After the verdict was delivered, court officials conducted another hearing to consider the forfeiture of Guzman’s assets. The jury returned a second verdict ordering Guzman to forfeit them to the government, and also ordered a money judgment in favor of the government in excess of $2 million.
Guzman was arrested in December 2010 following a 13-month investigation into the Maryville Pain Management Clinic, as well as the Breakthrough Pain Therapy Center. A federal grand jury in Knoxville returned multiple indictments against Guzman, who is not a licensed medical professional. However, she did not have to be licensed to own a pain management clinic, according to state law.
The indictment said that Guzman used information from her employees to buy controlled substances in bulk such as oxycodone, hydrocodone and oxycontin, among others, and give prescriptions.
$28,000 a day
Court records indicated that Guzman was earning as much as $28,000 a day in cash payments from patients at her clinic, which opened in the fall of 2008 at 118 Parliament Drive in Maryville.
The clinic also had another short-lived location on East Broadway Avenue, depending heavily on licensed medical personnel she employed.
Records noted patients paid up front to garner prescriptions for painkillers that most of her clients were addicted to. The fees ranged from $175 to $200 per visit, and those who did not have the fee would be turned away.
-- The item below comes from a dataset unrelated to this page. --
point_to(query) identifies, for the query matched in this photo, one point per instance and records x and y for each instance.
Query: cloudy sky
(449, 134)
However, Guzman reportedly would give a break to people she knew.
Guzman would make cash bank deposits ranging from $1,000 to $10,000 almost daily.
Mays said investigators felt very confident that Guzman was in Florida. “That has always been her base of operation,” he said. “It’s an area she’s familiar with, and she has lots of associations and relatives down there.”
Any family members she may have had contact with while in Florida will likely not face any charges for attempting to harbor her, Mays said. “Harboring is a very difficult crime to prove, and I don’t think even after an investigation they can prove that case, so I would not expect it,” he said.